Richard Florizone est le président et PDG de l'Institut international du développement durable et un des dirigeants du Groupe de travail pour une reprise économique résiliente, qui se décrit comme étant « un groupe indépendant et diversifié des leaders canadiens des domaines de la finance, de la politique et de la durabilité résolus à faire en sorte que le Canada saisisse cette occasion qui s'offre ». Florizone dit qu'« assurer une reprise résiliente n'est pas seulement une question de ce qui est bon pour l'économie ou de ce qui est bon pour l'environnement. C'est maintenant une question de compétitivité nationale. »

Il a présenté ses arguments sur le sujet de la façon suivante dans un article du Ottawa Citizen du 24 août :

L'idée que les dépenses de relance doivent viser une relance verte résiliente est malheureusement devenue un enjeu partisan dans ce pays, qui semble avoir joué un rôle d'un côté dans le départ de Bill Morneau en tant que ministre des Finances et qui met en lumière le manque de leadership sur les questions climatiques de la part des conservateurs, de l'autre.

Assurer une reprise résiliente n'est pas seulement une question de ce qui est bon pour l'économie ou de ce qui est bon pour l'environnement. C'est maintenant une question de compétitivité nationale.

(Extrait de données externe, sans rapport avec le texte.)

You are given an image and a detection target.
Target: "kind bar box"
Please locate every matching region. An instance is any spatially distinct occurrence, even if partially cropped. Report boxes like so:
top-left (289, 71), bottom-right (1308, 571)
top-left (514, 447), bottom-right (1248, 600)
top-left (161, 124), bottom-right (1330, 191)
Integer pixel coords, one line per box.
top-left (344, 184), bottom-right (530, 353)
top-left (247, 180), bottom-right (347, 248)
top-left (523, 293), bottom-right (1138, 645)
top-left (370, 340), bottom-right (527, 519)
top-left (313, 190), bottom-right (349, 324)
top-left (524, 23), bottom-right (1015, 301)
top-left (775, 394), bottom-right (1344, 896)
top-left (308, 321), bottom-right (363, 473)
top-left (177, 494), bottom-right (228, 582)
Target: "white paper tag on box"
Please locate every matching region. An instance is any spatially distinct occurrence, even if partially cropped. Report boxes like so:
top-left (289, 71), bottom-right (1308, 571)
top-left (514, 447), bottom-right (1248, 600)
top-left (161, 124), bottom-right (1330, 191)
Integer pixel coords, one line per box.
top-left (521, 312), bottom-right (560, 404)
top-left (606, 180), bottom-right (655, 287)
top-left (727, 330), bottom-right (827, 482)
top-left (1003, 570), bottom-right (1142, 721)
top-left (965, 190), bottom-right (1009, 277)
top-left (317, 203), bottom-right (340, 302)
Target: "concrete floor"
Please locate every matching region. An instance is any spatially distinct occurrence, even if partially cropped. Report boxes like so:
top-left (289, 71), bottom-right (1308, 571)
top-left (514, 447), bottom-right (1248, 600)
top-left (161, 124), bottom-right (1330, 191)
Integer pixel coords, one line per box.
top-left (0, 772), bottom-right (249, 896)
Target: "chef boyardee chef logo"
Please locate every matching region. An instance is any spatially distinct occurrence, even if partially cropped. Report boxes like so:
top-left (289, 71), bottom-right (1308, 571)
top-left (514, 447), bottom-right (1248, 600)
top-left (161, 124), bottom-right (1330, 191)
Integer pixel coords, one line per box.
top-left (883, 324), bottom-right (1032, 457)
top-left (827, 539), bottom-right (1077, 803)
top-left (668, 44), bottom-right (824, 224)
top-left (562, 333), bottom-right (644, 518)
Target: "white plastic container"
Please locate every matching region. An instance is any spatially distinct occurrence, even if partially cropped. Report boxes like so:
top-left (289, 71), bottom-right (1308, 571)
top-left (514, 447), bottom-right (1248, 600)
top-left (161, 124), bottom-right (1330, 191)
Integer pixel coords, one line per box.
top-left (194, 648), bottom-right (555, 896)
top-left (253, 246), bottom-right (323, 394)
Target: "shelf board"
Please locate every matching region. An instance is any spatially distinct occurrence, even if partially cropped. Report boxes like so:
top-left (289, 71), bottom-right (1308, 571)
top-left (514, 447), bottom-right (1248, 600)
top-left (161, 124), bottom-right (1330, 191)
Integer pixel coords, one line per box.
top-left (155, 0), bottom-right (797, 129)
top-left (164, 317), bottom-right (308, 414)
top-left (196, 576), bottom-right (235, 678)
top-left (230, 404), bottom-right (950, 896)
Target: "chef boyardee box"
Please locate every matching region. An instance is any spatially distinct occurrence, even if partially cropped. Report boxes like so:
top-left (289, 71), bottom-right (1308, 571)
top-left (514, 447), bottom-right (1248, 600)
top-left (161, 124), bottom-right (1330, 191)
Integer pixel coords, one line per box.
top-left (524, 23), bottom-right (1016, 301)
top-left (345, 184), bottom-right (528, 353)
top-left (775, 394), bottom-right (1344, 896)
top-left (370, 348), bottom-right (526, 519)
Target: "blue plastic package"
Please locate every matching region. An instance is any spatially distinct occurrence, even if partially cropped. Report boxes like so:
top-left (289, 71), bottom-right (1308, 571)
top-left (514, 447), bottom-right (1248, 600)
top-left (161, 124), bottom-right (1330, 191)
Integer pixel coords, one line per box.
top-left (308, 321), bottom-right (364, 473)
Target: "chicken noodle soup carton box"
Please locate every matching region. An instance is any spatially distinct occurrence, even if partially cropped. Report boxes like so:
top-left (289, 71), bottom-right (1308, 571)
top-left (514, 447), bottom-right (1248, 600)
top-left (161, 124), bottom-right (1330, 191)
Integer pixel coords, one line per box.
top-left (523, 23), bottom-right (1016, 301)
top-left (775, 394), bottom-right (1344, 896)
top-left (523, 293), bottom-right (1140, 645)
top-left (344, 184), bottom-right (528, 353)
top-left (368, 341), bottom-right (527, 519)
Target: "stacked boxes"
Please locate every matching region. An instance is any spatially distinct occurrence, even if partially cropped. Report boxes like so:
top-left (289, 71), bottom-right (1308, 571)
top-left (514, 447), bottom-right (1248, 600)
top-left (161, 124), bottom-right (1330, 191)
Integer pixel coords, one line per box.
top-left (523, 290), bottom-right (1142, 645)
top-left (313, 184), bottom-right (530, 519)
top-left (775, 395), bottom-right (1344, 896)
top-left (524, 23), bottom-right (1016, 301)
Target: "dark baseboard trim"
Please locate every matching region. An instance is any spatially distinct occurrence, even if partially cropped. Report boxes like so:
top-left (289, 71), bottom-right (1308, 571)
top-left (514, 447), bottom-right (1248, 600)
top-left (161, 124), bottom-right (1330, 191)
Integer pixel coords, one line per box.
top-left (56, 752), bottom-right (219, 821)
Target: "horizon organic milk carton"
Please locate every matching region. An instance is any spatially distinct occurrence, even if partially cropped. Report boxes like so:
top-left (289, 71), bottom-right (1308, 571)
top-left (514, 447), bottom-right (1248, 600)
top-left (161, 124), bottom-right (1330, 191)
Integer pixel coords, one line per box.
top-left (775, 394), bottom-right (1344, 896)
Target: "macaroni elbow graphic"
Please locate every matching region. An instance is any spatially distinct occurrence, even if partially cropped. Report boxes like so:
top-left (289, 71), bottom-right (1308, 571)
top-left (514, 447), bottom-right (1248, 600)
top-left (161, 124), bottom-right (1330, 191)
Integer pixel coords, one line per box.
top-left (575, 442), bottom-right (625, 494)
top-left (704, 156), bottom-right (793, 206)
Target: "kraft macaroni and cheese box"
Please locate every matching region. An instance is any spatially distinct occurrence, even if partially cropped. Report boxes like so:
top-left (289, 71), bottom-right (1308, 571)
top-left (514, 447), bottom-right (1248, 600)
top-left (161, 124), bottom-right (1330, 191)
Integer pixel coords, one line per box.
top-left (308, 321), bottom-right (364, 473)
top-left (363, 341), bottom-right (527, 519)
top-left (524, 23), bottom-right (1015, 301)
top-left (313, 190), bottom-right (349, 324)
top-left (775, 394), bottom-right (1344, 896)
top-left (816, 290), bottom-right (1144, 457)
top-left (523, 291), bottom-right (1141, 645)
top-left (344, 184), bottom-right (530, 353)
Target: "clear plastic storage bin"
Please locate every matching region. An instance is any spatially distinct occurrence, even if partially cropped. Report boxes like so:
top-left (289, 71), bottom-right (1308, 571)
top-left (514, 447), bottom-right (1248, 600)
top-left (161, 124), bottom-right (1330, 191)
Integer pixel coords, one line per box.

Les dirigeants du monde entier et de tous les horizons politiques prennent des engagements historiques pour bâtir un avenir à faibles émissions de carbone, rejetant ainsi le faux compromis entre croissance économique et action climatique. L'ampleur des investissements et des changements économiques partout dans le monde illustre qu'il y a urgence et que le Canada doit fixer son regard sur cet horizon et aller de l'avant, muni des meilleures idées canadiennes nourries des tendances mondiales en mouvement rapide.

Il est certain que nous avons besoin de plans de relance axés sur notre propre pays — prenant en compte d'abord et avant tout les besoins des Canadiens les plus affectés par la pandémie. Mais si nous, ainsi que nos dirigeants politiques, ne portons pas attention aux efforts mondiaux plus larges, nous courons le risque de prendre du retard.

La feuille de route de Chrystia Freeland, notre prochaine ministre des Finances, est claire. Elle puise à même son expérience internationale et sa perspective économique en tant qu'ancienne ministre des Affaires étrangères et du Commerce international.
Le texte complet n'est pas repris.